Mullins has to drift his vehicle along with Schwartz so that the latter's auto can be refuelled mid-drift, from the extra gasoline tank mounted in the car's trunk.
Guinness has yet to certify the record - set by Johan Schwartz on a small, circular track at BMW's Performance Center in Greer, South Carolina - but an adjudicator was on-hand to confirm the achievement.
BMW found the main obstacle for gaining back its previous drift record set in 2013 - and summarily usurped by Toyota twice - was that the M5 kept running out of fuel, so the quirky solution was to refuel mid-drift.
Schwartz shattered the previous record by 143 miles.
Not content with setting one record, BMW set another on the same day, this one for the longest twin vehicle drift (water assisted): 63.16km.
BMW has drifted into the record books.
You'd probably want to stop for a break after driving eight hours on the highway, never mind while going in circles in a constant tire-squealing skid, but that wasn't an option for Schwartz, so the German automaker rigged up a way to refuel the M5 mid-drift with another vehicle.

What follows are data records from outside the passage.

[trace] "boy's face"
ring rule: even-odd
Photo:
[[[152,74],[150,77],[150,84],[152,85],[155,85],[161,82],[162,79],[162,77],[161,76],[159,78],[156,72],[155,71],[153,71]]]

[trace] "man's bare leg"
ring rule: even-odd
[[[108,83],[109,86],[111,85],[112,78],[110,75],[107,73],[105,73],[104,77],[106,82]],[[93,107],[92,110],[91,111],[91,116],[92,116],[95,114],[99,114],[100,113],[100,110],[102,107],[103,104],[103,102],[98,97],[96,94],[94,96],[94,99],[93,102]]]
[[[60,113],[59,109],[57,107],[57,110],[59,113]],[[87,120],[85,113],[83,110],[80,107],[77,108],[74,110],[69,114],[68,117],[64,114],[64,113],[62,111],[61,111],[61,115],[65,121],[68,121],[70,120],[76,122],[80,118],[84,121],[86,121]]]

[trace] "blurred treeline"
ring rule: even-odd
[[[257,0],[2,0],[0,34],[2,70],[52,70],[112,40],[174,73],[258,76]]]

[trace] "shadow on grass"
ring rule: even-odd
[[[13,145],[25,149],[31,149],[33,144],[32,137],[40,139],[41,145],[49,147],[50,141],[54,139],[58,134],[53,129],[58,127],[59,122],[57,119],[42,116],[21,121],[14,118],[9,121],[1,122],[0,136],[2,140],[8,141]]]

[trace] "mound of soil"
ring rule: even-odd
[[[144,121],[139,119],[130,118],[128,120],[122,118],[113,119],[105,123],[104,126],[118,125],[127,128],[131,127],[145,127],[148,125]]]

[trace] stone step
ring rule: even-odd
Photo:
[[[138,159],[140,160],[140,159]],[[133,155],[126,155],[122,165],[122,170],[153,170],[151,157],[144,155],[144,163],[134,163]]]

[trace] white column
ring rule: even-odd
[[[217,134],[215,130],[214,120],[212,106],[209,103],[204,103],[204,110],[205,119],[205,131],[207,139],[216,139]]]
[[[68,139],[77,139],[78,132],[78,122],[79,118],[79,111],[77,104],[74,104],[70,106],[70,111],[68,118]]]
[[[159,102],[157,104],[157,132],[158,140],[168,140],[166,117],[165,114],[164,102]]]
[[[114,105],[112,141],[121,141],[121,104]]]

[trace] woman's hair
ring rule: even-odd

"We knew going-in that if we were going to recapture the world record for longest sustained drift and set the bar as high as possible, we would need to find a way to keep the M5 going without stopping to refuel", said Schwartz.
BMW had to develop a complex refuelling system with an exterior nozzle to facilitate refuelling on the go so that the M5 never had to stop for fuel. "It was a big win all around".
The first and most important of the two records is for the longest vehicle drift in 8 hours (232.5 miles or 374.1 kilometers). As Mullins matched Schwartz's drift, Detroit Speed's Matt Butts, who was suspended via a safety tether from the second vehicle's rear window, was able to straddle the space between both moving vehicles and successfully complete the fueling.